8

I want to remove a pattern with sed, only at second occurence. Here is what I want, remove a pattern but on second occurrence.

What's in the file.csv:

a,Name(null)abc.csv,c,d,Name(null)abc.csv,f
a,Name(null)acb.csv,c,d,Name(null)acb.csv,f
a,Name(null)cba.csv,c,d,Name(null)cba.csv,f

Output wanted:

a,Name(null)abc.csv,c,d,Name,f
a,Name(null)acb.csv,c,d,Name,f
a,Name(null)cba.csv,c,d,Name,f

This is what i tried:

sed -r 's/(\(null)\).*csv//' file.csv

The problem here is that the regex is too greedy, but i cannot make is stop.

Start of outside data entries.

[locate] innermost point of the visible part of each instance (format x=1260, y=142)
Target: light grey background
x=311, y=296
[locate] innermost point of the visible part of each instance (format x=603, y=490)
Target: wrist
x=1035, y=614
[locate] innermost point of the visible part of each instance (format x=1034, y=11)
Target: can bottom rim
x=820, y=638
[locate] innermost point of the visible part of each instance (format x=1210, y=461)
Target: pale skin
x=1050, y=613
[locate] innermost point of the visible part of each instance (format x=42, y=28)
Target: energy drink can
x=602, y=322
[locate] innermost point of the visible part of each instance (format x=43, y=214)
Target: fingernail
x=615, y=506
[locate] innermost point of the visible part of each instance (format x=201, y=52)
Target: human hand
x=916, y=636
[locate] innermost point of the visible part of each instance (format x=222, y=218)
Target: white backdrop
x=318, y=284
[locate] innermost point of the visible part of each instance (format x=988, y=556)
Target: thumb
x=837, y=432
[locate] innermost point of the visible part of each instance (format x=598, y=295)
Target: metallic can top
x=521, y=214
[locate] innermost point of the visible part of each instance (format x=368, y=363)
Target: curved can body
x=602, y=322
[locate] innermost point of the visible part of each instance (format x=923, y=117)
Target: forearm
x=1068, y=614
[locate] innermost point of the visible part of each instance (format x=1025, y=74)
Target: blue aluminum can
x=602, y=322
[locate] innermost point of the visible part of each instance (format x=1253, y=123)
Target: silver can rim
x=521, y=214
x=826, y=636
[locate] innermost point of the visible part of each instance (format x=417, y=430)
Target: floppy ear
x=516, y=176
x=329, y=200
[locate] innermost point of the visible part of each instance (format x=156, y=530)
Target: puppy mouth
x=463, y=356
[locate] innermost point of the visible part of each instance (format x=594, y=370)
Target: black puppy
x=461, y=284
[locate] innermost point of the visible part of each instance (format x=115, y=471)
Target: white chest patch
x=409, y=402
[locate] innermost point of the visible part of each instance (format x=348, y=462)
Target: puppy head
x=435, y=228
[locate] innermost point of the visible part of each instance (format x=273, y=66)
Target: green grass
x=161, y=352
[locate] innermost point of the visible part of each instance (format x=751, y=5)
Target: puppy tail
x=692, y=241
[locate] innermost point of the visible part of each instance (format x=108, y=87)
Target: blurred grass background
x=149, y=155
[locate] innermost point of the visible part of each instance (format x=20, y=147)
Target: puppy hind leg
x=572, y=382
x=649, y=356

I also tried this, to skip the first occurrence of "null":

sed -r '0,/null/! s/(\(null)\).*csv//' file.csv

Also tried but the greedy regex is still the problem.

sed -r 's/(\(null)\).*csv//2' file.csv

I've read that ? can make the regex "lazy", but I cannot make it workout.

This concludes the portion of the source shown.